Department of Neurobiology, School of Basic Medical Sciences, Beijing Institute for Brain Disorders and Key Laboratory for Neurodegenerative Disorders of the Ministry of Education, Capital Medical University, Beijing 100069, China.
Department of Neurobiology, School of Basic Medical Sciences, Beijing Institute for Brain Disorders and Key Laboratory for Neurodegenerative Disorders of the Ministry of Education, Capital Medical University, Beijing 100069, China.
Mol Cell Neurosci. 2021 Jan;110:103572. doi: 10.1016/j.mcn.2020.103572. Epub 2020 Nov 25.
Although there are numerous strategies to counteract the death of dopaminergic neurons in Parkinson's disease (PD), there are currently no treatments that delay or prevent the disease course, indicating that early protective treatments are needed. Targeting axonal degeneration, a key initiating event in PD, is required to develop novel therapies; however, its underlying molecular mechanisms are not fully understood. Here, we studied axonal degeneration induced by 6-hydroxydopamine (6-OHDA) in vitro and in vivo. We found that metabotropic glutamate receptor 5 (mGluR5) expression increased during 6-OHDA-induced axonal degeneration in primary neurons and that blockade of mGluR5 by its antagonists 2-methyl-6-(phenylethynyl)-pyridine (MPEP) and 3-[(2-methyl-1, 3-thiazol-4-yl) ethynyl]-pyridine (MTEP) almost completely attenuated the degenerative process in vitro. Furthermore, a rapid increase in intra-axonal calcium levels following 6-OHDA treatment was visualized using a calcium-sensitive fluorescence probe and a calcium chelator prevented the axonal degenerative process induced by 6-OHDA in vitro, whereas application of the mGluR5 antagonist MPEP partially attenuated the increase in intra-axonal calcium. The screening of calcium targets revealed that calpain activation and an increase in phosphorylated extracellular signal-regulated kinase (p-ERK) were calcium dependent during 6-OHDA-induced axonal degeneration in vitro. Consistent with these in vitro findings, blockade of mGluR5 with MPEP attenuated the degeneration of dopaminergic axons induced by 6-OHDA injection into the striatum prior to soma death in the early stage of PD in an in vivo animal model. In addition, MPEP inhibited the increase in mGluR5 expression levels, calpain activation and the elevation of p-ERK in the striatum triggered by 6-OHDA injection in vivo. Taken together, these data identify an mGluR5-calcium-dependent cascade that causes axonal degeneration, and suggest that mGluR5 antagonists could provide effective therapy to prevent the disease process of PD.

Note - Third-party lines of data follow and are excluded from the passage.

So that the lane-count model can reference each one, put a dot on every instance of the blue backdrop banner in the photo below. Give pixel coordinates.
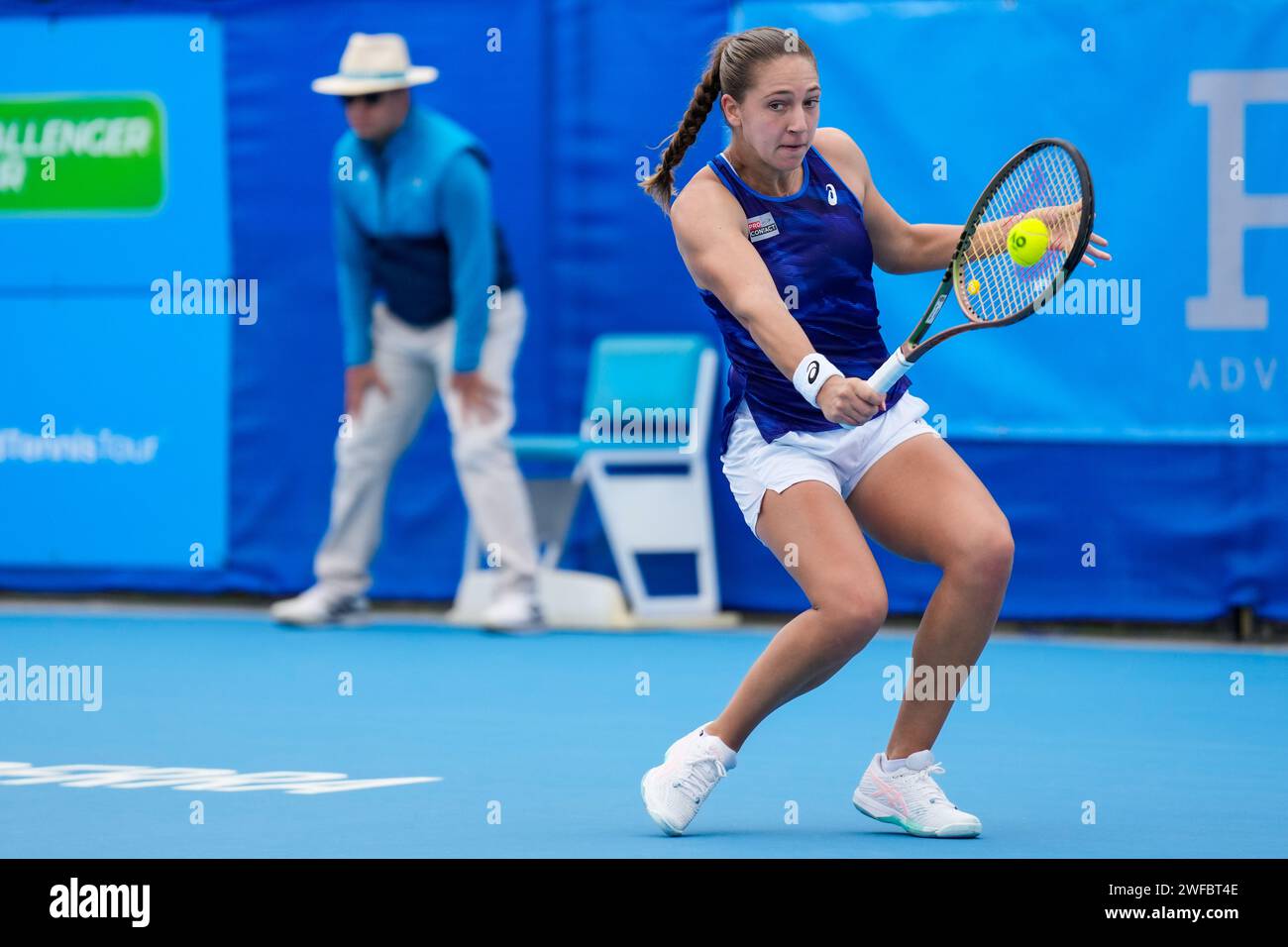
(1137, 446)
(1181, 112)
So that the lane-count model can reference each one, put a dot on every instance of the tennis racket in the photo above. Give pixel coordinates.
(1047, 182)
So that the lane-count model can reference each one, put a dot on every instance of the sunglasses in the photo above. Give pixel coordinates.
(368, 98)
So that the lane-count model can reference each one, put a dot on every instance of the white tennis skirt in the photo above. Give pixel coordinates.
(837, 458)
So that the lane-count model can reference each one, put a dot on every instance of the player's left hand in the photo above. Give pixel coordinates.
(477, 394)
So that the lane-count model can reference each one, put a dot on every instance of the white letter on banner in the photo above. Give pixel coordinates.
(1231, 209)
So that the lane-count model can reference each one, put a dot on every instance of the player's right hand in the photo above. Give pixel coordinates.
(357, 380)
(849, 401)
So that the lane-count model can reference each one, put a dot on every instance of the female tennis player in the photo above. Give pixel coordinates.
(780, 234)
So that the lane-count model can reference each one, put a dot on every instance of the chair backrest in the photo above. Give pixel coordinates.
(653, 377)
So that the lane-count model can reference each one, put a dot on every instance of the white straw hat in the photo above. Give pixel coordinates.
(374, 63)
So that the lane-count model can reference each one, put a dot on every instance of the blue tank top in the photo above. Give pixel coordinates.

尽管有许多策略可以对抗帕金森病(PD)中多巴胺能神经元的死亡,但目前尚无延迟或预防疾病进程的治疗方法,这表明需要早期的保护治疗。针对轴突变性,即 PD 的一个关键起始事件,需要开发新的治疗方法;然而,其潜在的分子机制尚未完全了解。在这里,我们研究了体外和体内 6-羟多巴胺(6-OHDA)诱导的轴突变性。我们发现,在原代神经元中,6-OHDA 诱导的轴突变性过程中,代谢型谷氨酸受体 5(mGluR5)的表达增加,并且其拮抗剂 2-甲基-6-(苯乙炔基)-吡啶(MPEP)和 3-(2-甲基-1,3-噻唑-4-基)乙炔基-吡啶(MTEP)阻断 mGluR5 几乎完全减弱了体外的变性过程。此外,使用钙敏荧光探针可视化 6-OHDA 处理后轴内钙水平的快速增加,并且钙螯合剂防止了 6-OHDA 在体外诱导的轴突变性过程,而 mGluR5 拮抗剂 MPEP 的应用部分减弱了轴内钙的增加。钙靶标筛选表明,在体外 6-OHDA 诱导的轴突变性过程中,钙依赖性激活钙蛋白酶和增加磷酸化细胞外信号调节激酶(p-ERK)。与这些体外发现一致,在体内动物模型中,在 PD 早期阶段,在躯体死亡之前,用 MPEP 阻断 mGluR5 可减轻 6-OHDA 注射到纹状体中引起的多巴胺能轴突变性。此外,MPEP 抑制了体内 6-OHDA 注射引起的纹状体中 mGluR5 表达水平的增加、钙蛋白酶的激活和 p-ERK 的升高。总之,这些数据确定了 mGluR5-钙依赖性级联反应导致轴突变性,并表明 mGluR5 拮抗剂可能为预防 PD 的疾病进程提供有效的治疗方法。